Vision, which requires extensive neural involvement, is often impaired in Alzheimer's disease (AD). Over the last few decades, accumulating evidence has shown that various visual functions and structures are compromised in Alzheimer's dementia and when measured can detect those with dementia from those with normal aging. These visual changes involve both the afferent and efferent parts of the visual system, which correspond to the sensory and eye movement aspects of vision, respectively. There are fewer, but a growing number of studies, that focus on the detection of predementia stages. Visual biomarkers that detect these stages are paramount in the development of successful disease-modifying therapies by identifying appropriate research participants and in identifying those who would receive future therapies. This review provides a summary and update on common afferent and efferent visual markers of AD with a focus on mild cognitive impairment (MCI) and preclinical disease detection. We further propose future directions in this area. Given the ease of performing visual tests, the accessibility of the eye, and advances in ocular technology, visual measures have the potential to be effective, practical, and non-invasive biomarkers of AD.

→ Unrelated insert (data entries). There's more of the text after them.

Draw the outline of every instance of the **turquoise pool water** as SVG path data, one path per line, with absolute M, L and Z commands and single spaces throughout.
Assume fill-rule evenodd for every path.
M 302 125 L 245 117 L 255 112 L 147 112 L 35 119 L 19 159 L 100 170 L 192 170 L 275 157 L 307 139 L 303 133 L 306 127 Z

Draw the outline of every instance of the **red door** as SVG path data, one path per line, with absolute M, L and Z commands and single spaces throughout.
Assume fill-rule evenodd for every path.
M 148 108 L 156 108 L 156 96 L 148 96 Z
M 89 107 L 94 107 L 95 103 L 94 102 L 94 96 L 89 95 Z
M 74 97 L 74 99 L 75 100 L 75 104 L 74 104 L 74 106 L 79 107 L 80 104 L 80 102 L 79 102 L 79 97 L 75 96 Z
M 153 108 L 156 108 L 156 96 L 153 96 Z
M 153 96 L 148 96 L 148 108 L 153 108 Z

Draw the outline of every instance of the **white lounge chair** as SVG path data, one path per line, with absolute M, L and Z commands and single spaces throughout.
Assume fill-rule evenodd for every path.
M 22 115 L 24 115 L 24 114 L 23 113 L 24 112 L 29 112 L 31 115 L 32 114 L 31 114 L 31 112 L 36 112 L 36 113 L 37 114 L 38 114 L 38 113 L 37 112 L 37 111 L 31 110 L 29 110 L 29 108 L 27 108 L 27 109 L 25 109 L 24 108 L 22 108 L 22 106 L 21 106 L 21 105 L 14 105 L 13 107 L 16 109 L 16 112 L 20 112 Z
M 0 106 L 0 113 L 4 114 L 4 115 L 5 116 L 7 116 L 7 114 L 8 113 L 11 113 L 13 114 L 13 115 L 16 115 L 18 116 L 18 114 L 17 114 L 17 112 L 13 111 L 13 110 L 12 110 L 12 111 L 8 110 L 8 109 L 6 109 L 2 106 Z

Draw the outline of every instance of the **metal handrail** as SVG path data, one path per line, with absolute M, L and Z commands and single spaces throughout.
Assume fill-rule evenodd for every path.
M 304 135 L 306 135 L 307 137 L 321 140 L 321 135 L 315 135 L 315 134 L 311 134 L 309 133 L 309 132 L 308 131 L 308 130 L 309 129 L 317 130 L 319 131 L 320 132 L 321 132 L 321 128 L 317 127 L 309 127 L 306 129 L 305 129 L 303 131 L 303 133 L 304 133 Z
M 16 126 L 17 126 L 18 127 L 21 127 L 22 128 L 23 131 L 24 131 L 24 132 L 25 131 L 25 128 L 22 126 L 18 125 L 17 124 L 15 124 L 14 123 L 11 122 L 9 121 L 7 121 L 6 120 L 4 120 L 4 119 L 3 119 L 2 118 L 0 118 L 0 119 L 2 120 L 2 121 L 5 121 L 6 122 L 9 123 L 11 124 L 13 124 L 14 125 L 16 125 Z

Keywords: Alzheimer’s disease; afferent visual system; efferent visual system; mild cognitive impairment; optical coherence tomography; pupillometry; saccadic eye movement; visual biomarkers.

Figure 1

(A) Afferent visual system; visual information is initially captured by light-sensitive photoreceptors in the retina and transmitted through the optic nerve and then optic tract, which directly synapses on the lateral geniculate nucleus (LGN) of the thalamus. From the LGN, the optic radiations carry information to the primary visual cortex in the occipital lobe for initial visual processing and then multiple extra-striate cortices for higher-level processing (not pictured here). (B) Efferent visual system; To initiate a saccade, excitatory signals from cortical regions such as the frontal, parietal, and supplementary eye fields (FEF, PEF, SEF) are sent to the superior colliculus (SC) in the brainstem, which then projects to the saccade burst generator in the reticular formation. The FEF initiates voluntary and memory-guided saccades, the PEF initiates reflexive saccades, and the SEF initiates saccades that correlate with body movement. In the indirect pathway, the substantia nigra pars reticulata (SNPR) in the basal ganglia sends inhibitory signals to the SC to inhibit a saccade. To override the indirect pathway, the FEF is activated before the saccade generation, which inhibits the SNPR through the caudate nucleus (CN). The dorsolateral prefrontal cortex (DLPFC) helps modulate anti-saccades by inhibiting reflexive saccades and generating subsequent voluntary saccades away from a presented stimulus. Excitatory signals are shown in green and inhibitory signals in red.